The thing about postpartum hormones is that they're generally all over the map, ranging from elation to frustration to sadness to peace, and so on. This cyclical series of emotions is enough to make any one person go insane, especially when most of the feelings cannot be explained or described. And men for the most part--no matter how understanding they may try to be--are usually left aloof as to what to do.
Generally my postpartum hormones err on the side of frustration and irritation no matter what I do. However, this morning my heart is heavy with tender feelings of gratitude for the family I was born into and the family I married into. Since my rib fracture, we have had a steady stream of visitors helping me get stronger and taking special care of the girls. Last week Cathy came to help us all get adjusted to being a 5-kid family. She gave me the gift of time as she let me spend many afternoons cuddling Timmy. I worry his life will pass so quickly that I relished my quiet afternoons with him.

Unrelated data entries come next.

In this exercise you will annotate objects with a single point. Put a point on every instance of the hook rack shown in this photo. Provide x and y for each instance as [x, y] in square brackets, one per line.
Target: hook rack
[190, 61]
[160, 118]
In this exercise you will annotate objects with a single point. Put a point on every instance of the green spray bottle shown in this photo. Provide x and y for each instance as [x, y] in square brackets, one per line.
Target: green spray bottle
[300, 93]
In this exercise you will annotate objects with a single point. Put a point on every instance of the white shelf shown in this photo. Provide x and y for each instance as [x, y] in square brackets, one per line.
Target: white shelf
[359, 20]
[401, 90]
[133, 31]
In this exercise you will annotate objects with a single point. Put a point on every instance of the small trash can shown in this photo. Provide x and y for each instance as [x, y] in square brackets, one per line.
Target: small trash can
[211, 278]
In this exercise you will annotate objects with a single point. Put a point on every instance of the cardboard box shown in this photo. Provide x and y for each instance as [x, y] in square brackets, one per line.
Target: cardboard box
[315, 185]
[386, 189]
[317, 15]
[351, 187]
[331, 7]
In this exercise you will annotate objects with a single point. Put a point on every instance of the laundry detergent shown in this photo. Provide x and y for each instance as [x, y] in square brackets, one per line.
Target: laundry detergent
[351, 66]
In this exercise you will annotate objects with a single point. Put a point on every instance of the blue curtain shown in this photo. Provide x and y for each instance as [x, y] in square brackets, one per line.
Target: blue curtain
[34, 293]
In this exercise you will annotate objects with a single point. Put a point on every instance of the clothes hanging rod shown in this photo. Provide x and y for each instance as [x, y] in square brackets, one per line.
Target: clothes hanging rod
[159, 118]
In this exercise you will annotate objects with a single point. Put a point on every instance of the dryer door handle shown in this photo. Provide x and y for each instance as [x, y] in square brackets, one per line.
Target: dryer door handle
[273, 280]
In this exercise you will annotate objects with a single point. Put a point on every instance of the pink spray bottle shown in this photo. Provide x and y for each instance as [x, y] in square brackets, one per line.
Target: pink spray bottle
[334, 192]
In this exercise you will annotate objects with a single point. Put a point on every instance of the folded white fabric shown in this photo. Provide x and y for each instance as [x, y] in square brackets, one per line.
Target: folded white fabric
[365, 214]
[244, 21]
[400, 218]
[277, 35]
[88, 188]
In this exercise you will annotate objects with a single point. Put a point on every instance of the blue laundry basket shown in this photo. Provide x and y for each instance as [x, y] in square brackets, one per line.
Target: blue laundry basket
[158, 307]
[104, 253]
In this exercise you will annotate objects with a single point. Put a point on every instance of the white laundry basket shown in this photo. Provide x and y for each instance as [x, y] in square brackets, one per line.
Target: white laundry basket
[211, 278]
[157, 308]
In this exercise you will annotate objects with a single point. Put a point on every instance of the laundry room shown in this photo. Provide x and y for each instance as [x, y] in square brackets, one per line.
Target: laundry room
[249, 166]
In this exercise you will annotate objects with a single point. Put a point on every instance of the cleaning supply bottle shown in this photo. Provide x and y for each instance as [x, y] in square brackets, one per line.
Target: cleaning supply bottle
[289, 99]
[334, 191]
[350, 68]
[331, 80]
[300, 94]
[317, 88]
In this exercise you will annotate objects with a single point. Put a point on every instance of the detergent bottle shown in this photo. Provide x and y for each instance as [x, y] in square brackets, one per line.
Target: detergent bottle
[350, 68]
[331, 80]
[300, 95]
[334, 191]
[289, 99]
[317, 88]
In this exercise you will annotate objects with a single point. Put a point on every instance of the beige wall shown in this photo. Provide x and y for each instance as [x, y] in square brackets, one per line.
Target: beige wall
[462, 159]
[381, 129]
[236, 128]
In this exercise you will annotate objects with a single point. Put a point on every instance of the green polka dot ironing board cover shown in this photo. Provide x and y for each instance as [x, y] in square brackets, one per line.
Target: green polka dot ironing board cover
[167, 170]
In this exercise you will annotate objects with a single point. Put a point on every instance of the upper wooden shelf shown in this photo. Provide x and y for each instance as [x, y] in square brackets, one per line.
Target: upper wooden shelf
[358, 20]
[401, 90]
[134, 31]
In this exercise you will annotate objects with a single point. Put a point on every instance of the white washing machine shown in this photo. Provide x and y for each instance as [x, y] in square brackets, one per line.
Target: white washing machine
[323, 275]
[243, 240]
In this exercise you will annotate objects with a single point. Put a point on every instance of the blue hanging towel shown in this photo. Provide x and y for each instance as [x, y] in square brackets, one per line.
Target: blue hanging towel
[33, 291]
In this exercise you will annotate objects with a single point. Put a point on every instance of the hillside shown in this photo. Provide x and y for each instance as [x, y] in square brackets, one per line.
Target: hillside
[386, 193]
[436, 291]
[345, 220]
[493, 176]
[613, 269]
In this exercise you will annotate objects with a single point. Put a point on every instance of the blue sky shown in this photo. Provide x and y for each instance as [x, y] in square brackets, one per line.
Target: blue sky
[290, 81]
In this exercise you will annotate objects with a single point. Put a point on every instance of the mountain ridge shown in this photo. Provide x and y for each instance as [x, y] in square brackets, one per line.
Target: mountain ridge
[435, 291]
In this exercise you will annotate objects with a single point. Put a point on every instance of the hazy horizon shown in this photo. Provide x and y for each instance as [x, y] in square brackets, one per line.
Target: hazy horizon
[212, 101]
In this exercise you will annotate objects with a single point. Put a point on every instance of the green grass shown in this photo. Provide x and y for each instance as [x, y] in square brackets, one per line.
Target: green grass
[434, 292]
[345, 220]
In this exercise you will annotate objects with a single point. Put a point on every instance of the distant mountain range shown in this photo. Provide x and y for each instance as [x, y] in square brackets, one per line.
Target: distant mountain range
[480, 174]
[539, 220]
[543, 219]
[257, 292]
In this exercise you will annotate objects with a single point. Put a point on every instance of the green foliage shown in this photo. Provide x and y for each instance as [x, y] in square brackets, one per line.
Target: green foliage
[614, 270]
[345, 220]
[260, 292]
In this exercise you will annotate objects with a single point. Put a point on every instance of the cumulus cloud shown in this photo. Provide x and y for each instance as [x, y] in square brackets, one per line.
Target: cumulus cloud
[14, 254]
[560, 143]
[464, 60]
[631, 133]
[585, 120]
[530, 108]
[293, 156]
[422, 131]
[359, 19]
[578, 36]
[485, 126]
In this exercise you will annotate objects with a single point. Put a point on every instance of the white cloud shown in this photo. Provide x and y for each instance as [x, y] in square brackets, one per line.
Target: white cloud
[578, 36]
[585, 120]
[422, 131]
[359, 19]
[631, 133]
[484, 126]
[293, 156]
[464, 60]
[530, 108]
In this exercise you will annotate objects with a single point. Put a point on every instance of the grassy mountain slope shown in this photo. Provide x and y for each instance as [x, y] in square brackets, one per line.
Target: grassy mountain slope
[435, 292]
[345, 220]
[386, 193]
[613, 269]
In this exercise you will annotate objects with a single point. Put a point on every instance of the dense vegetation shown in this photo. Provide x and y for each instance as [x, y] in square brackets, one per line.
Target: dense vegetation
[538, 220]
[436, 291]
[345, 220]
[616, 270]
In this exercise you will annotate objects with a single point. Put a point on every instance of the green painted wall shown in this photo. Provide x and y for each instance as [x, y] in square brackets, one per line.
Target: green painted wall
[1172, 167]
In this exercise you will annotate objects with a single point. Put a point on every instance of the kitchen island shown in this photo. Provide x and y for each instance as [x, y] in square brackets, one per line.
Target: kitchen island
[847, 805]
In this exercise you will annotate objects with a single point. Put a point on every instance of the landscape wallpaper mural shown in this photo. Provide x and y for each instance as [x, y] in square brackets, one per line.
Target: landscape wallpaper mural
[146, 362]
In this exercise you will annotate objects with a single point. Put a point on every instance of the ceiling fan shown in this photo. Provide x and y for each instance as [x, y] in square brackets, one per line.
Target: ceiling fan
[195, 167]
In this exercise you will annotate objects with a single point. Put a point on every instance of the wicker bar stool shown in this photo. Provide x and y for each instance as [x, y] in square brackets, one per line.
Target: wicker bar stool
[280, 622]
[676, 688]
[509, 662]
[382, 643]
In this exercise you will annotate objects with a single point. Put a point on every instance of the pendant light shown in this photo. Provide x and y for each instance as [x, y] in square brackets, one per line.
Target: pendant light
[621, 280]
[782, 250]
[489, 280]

She left this morning. She is our last planned visitor/helper. My heart jumped into my throat as I watched her drive away. I mean--I knew she had to go, but for some reason the reality of being alone with 5 kids hit me hard today. I have prayed hard for extra patience and love in preparation for this moment, and a small part of me actually believes I can do this, but my hormones are getting the better part of me, and they are making me feel inadequate, or as if I can't do it alone.
But I must. And I can. I have to believe in myself. I can do this today, tomorrow and forever.